The steam injection pressure of a second injection well is 3000
kPa, resulting in the formation of a second steam chamber. The
steam injection pressure of a third injection well is 2000 kPa,
resulting in the formation of a third steam chamber. Finally, the
injection pressure of a fourth injection well is 1500 kPa,
resulting in the formation of a fourth steam chamber.

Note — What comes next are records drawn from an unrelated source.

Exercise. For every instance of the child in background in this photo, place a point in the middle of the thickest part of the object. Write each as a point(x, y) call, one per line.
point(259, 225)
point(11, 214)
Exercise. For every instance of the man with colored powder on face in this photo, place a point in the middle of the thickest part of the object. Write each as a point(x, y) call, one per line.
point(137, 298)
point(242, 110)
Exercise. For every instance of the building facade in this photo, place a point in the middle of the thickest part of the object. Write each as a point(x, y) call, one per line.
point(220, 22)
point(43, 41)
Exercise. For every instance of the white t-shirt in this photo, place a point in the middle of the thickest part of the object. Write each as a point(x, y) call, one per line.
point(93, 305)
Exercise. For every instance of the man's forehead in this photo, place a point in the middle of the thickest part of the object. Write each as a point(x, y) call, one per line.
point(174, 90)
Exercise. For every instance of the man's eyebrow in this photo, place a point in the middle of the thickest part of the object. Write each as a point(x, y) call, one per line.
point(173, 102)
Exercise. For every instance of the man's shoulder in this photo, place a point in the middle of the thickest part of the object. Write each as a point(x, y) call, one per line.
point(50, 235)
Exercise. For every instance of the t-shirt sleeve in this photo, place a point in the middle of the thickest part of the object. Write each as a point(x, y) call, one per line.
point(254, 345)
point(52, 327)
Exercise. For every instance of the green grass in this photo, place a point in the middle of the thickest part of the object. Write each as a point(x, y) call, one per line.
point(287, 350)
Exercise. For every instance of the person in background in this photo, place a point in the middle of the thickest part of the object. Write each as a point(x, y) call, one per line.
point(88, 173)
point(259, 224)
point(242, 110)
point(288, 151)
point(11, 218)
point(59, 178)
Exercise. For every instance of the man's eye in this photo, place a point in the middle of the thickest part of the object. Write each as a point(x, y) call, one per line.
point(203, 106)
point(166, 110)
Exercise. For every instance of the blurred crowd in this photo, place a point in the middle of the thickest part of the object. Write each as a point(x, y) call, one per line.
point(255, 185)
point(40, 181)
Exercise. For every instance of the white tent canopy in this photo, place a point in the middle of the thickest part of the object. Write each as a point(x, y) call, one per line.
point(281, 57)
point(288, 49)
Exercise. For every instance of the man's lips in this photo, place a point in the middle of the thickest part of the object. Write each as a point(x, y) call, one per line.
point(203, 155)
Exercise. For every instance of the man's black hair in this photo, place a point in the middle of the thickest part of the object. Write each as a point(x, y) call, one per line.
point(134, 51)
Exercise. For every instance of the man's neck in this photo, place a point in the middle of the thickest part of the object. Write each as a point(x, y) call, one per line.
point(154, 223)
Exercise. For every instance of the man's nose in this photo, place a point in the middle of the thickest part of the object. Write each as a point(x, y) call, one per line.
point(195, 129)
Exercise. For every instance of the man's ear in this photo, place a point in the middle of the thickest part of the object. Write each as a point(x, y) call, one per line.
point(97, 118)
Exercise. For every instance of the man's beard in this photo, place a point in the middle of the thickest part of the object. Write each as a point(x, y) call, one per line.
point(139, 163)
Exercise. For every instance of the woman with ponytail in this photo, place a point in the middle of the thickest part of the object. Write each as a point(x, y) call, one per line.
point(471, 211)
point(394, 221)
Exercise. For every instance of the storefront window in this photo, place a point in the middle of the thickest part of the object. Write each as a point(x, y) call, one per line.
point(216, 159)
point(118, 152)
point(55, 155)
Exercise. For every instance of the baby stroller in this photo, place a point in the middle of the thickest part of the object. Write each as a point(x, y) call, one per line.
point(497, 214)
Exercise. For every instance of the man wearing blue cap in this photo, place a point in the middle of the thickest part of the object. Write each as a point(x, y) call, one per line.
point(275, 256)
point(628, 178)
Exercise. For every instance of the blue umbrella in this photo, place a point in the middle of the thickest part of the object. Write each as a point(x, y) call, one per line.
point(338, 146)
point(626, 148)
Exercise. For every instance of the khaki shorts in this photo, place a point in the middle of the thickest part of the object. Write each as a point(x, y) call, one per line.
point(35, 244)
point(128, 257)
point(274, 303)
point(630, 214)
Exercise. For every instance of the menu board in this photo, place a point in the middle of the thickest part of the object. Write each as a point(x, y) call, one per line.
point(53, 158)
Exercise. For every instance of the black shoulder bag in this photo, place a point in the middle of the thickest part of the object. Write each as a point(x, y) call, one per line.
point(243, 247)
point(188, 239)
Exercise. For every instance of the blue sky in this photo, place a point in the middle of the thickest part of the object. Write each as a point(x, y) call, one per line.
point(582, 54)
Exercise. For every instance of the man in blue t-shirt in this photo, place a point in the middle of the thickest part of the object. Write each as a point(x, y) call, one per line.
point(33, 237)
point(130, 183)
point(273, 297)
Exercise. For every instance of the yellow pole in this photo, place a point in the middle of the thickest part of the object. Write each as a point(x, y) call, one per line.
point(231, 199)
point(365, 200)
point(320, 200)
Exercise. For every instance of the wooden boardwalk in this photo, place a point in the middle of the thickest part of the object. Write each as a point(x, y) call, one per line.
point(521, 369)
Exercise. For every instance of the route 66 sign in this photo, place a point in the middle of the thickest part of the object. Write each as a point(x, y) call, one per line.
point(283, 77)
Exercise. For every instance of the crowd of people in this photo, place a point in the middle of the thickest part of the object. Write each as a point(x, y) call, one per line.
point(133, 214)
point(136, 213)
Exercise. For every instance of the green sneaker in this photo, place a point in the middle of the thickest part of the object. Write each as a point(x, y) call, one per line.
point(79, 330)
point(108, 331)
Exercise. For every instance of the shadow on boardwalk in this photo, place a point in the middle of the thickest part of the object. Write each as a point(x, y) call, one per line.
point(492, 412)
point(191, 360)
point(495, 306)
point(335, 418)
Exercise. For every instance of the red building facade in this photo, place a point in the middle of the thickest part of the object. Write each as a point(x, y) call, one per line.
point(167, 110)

[0022] In FIG. 2, the pressure of the first steam chamber is
decreased by 1500 kPa and then coalescences with the second steam
chamber to form a first combined steam chamber. Upon formation of
the first combined steam chamber, the first injection well is
shut-in and the pressure of the first combined steam chamber begins
to decrease. The second injection well then promotes gravity
drainage in the second steam chamber, and induces steam-drive
recovery in the first producer well. When the pressure in the first
combined steam chamber decreases by 1000 kPa, then the first
combined steam chamber coalescences with the third steam chamber to
form a second combined steam chamber. Upon formation of the second
combined steam chamber, the second injection well is shut-in and
the pressure of the second combined steam chamber begins to
decrease. The third injection well then promotes gravity drainage
in the third steam chamber, and induces steam-drive recovery of the
second producer well.
[0023] The combination of steam drive and gravity drainage, as
depicted in FIG. 2, along with the operating pressures, improves
the steam-oil ratio performance as shown in FIG. 3. Specifically,
FIG. 3 provides a comparison between the results depicted in FIG. 2
versus the standard well with a constant steam injection pressure
of 4000 kPa.
[0024] FIG. 4 depicts the oil recovery factor of the results from
FIG. 2 compared to standard well with a constant steam injection
pressure of 4000 kPa. Specifically, FIG. 4 shows that the new
recovery method obtains a higher recovery factor that conventional
SAGD.
[0025] In closing, it should be noted that the discussion of any
reference is not an admission that it is prior art to the present
invention, especially any reference that may have a publication
date after the priority date of this application. At the same time,
each and every claim below is hereby incorporated into this
detailed description or specification as a additional embodiments
of the present invention.
[0026] Although the systems and processes described herein have
been described in detail, it should be understood that various
changes, substitutions, and alterations can be made without
departing from the spirit and scope of the invention as defined by
the following claims. Those skilled in the art may be able to study
the preferred embodiments and identify other ways to practice the
invention that are not exactly as described herein. It is the
intent of the inventors that variations and equivalents of the
invention are within the scope of the claims while the description,
abstract and drawings are not to be used to limit the scope of the
invention. The invention is specifically intended to be as broad as
the claims below and their equivalents.